The Bundy affair was ammunition for both sides in the death penalty debate; on the one hand, nobody could argue that he should live - hundreds of people cheered his eventual execution with slogans such as "Burn, Bundy, Burn" and "You're Dead, Ted" - but his ten-year stay on death row through multiple appeals, arguing that he was addicted to pornography and that an 'entity' within him had caused the murders, ended up costing Florida over $6 million and untold anguish to the relatives of the deceased. Bundy's history of escaping from custody fuelled the argument that the death penalty prevents killers from striking again, yet at the same time Bundy was in no way deterred by the thought of death, as he did not expect to be caught, or care if he was.

In the UK Bundy's notoriety was overshadowed by the contemporaneous killings of Peter Sutcliffe, 'The Yorkshire Ripper'. A curious wind must have been blowing in the late-70s, as Sutcliffe conducted a similar murder spree against women, albeit women who were, or who he believed to be, sex workers. Bundy's crimes were topped in the infamy stakes by those of Jeffrey Dahmer some years later (Bundy at least had the decency to stop abusing his victims when they died) - American Psycho was released whilst Dahmer was still active.

There is a persistent urban legend that a pre-fame Deborah Harry was accosted in New York by Bundy, managing to escape from his car (in real life, a Volkswagen Beetle). The ever-handy Snopes.com points out that Bundy never visited New York, however.

In 2002, risking accusations of glorifying a serial killer in order to make cash on an obviously gratuitous movie, Matthew Bright decided to go ahead and chronicle the period of Ted Bundy's life that led directly to his arrest.

The good news is that Ted Bundy has already been immortalised due to extensive documentation and media coverage, and this movie could do no more harm than pose the question, "why?"

We are then posed the question, "Why the hell make a movie about Ted Bundy?" Well, there's surely a good reason that the movie was released, yet all the filmmakers seemed to try and portray was how things were perceived through the killers eyes; if that doesn't sound like glorification, I don't know what does.
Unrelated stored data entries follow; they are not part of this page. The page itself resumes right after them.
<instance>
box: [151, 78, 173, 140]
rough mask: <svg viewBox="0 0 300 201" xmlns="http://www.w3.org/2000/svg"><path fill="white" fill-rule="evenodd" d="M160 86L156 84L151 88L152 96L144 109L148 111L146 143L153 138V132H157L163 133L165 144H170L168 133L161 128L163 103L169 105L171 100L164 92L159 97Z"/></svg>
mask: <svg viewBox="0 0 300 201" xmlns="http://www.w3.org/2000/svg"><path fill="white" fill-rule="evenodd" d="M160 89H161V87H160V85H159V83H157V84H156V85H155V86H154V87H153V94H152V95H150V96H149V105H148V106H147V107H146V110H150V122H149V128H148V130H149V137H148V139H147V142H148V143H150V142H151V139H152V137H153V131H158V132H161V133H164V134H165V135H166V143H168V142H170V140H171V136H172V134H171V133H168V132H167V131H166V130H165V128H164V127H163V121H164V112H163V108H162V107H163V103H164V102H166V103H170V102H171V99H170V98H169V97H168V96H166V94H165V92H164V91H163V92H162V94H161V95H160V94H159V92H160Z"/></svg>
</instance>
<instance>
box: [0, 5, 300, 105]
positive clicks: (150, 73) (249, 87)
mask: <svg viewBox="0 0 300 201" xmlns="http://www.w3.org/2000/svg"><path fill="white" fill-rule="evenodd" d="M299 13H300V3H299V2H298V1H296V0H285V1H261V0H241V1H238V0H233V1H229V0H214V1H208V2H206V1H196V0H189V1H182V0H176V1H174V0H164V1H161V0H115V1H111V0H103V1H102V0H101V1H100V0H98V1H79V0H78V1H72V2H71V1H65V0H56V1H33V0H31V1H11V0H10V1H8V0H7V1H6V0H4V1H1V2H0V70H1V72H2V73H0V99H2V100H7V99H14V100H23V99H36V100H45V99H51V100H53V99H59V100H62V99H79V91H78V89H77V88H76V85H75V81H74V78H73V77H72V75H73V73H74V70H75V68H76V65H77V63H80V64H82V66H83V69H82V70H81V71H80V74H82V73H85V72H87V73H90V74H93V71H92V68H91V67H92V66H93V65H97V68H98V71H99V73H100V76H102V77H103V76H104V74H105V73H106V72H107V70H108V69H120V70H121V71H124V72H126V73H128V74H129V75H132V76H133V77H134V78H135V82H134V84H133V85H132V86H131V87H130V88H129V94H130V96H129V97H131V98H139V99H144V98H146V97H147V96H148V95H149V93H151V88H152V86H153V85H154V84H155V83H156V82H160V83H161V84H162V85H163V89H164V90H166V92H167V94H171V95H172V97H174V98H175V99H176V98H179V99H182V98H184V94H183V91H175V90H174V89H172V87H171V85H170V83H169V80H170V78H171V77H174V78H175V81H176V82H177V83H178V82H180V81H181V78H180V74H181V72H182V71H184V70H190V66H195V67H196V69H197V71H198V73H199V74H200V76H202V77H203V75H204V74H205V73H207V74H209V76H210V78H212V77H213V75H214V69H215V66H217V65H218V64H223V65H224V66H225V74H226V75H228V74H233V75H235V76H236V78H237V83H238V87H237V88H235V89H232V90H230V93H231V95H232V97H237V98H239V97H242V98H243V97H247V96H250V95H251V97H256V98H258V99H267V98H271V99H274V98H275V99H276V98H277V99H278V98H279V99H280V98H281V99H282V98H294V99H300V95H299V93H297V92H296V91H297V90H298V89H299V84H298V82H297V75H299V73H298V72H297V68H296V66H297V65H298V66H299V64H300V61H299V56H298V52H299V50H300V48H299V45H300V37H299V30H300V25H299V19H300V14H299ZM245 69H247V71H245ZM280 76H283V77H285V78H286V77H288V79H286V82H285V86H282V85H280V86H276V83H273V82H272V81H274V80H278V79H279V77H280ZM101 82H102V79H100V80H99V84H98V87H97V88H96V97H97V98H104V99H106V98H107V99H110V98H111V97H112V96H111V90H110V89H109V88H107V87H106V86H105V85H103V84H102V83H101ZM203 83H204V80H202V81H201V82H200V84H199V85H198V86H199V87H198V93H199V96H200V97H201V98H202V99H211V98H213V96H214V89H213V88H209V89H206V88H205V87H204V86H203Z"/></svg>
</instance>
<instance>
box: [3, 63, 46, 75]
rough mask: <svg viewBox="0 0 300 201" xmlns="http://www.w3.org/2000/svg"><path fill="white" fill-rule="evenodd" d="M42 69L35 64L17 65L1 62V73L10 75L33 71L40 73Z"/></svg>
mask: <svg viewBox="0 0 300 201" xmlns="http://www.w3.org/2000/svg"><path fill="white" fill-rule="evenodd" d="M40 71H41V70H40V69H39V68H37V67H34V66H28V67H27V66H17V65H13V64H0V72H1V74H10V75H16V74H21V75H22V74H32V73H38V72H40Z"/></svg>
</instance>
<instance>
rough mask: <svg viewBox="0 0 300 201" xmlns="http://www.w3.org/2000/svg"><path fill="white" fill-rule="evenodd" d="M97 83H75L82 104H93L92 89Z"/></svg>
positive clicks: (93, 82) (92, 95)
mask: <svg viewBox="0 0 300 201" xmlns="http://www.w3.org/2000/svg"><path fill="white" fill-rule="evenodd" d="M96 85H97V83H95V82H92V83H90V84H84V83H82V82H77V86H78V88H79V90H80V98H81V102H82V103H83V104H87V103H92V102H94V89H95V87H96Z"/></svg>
Really, giving any kind of explanation behind the thoughts of a serial killer is a great thing. However, attempting to attract some kind of sympathy for a renowned serial killer is questionable: this is quite evident in the scene in which Ted lies on his girlfriend's lap and tells her about the helplessness he feels. Are we supposed to feel sorry for this character, or are we to fear his presence and accept this as a part of his insanity? The juxtaposition of a loving, caring gesture against the brutal murders depicted elsewhere in the film certainly conveys the absolute monstrosity that Bundy possessed, yet it does little to promote the filmmakers as little more than sympathisers.

In all, the film was very well shot. The acting was most notably led of course by Michael Reilly Burke who played Ted Bundy, who stood out among many other excellent performances by supporting actors and actresses. The only real problem with the movie is not the questionable nature of the violence depicted, but the question of for what purpose the violence is portrayed besides bloodlust? Unclear expression alongside such suggestive material is a nightmare; one that brings this movie to its knees in total defeat of purpose.